Davisville is a village in the town of North Kingstown and county of Washington County in the U.S. state of Rhode Island. It was formerly the home of the Davisville Naval Construction Battalion Center, which housed the United States Navy's SeaBees.

==Village description==
The mill village of Davisville in North Kingstown, Rhode Island is named after the Davis family. Historical evidence indicates that the family was involved in buying and selling enslaved people. Both Amtrak and MBTA's Providence/Stoughton Line pass through Davisville, though there is no railroad station here. A proposed MBTA station is currently being considered.

==Davisville NCBC==
It was located at Quonset Point on Narragansett Bay, an area now included in the town of North Kingstown. The Navy acquired the property in 1939 and built Naval Air Station Quonset Point. In 1942, adjoining properties were developed for training Seabees, including the Naval Construction Battalion Center (NCBC) at Davisville. After World War II, the Naval Air Station remained in operation, but the NCBC was inactive until 1951, when the site was designated Headquarters, NCBC. The Naval Air Station was decommissioned in 1974. NCBC Davisville was selected for closure during the Base Realignment and Closure (BRAC 1991) program and operational closure occurred on April 1, 1994. The land eventually was obtained by the State of Rhode Island.

===Redevelopment===
The State of Rhode Island has invested heavily into the transportation infrastructure of the Quonset Business Park, including rail, water/sewer, and the $170 million Rte 403 Connector, a 4-lane highway connecting the Park to Route 4.

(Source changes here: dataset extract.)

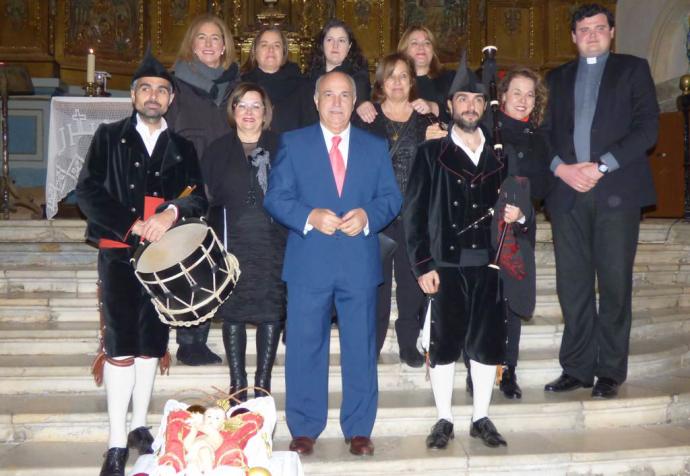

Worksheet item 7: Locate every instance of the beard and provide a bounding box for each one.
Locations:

Today, the Park is the largest industrial park by employment levels in R.I. It is located on Narragansett Bay, Route 1 and Route 403. This 3174 acre master-planned business park had, in 2007, nearly 150 businesses with infrastructure capacity for 18,000 total employees. The largest business is General Dynamics Electric Boat. Also located in the Park is the North Atlantic Distribution, Inc (NORAD), the 7th largest automobile importer in North America. In 2011, the facility imported 150,519 autos and another 41,797 autos came by rail. There are some thousand cars at any time stored within the Park.

Within the park, the Quonset State Airport, which uses the former Navy Air Station Quonset Point runway, is managed by the Rhode Island Airport Corporation, is a general aviation facility with an 8000 ft runway.

Also located within the park are the Seabee Museum and Memorial Park, a non-profit museum developed on 6.5 acre by former U.S. Navy Seabees which includes the former Navy concrete chapel, seven vintage Quonset huts, and a huge Seabee statue; and the non-profit Quonset Air Museum located in buildings that were originally built for the Naval Air Station Quonset Point (NASQP).

In 2007, the State of Rhode Island announced plans for a $150-million mega-yacht shipbuilding and repair yard that includes a training center on 43 acre within the Park, and an $80 million mixed-use development: The Gateway Project. The over 450000 sqft Gateway Project will include a hotel, visitor center, local grocer, drug store, coffee shop, restaurants, a bank, small shops, two anchor stores and will surround the Seabee Museum and Memorial Park. However, one of the anchor stores closed soon after opening and remains vacant; by 2016 no visitor center, drug store, or coffee shop had been constructed.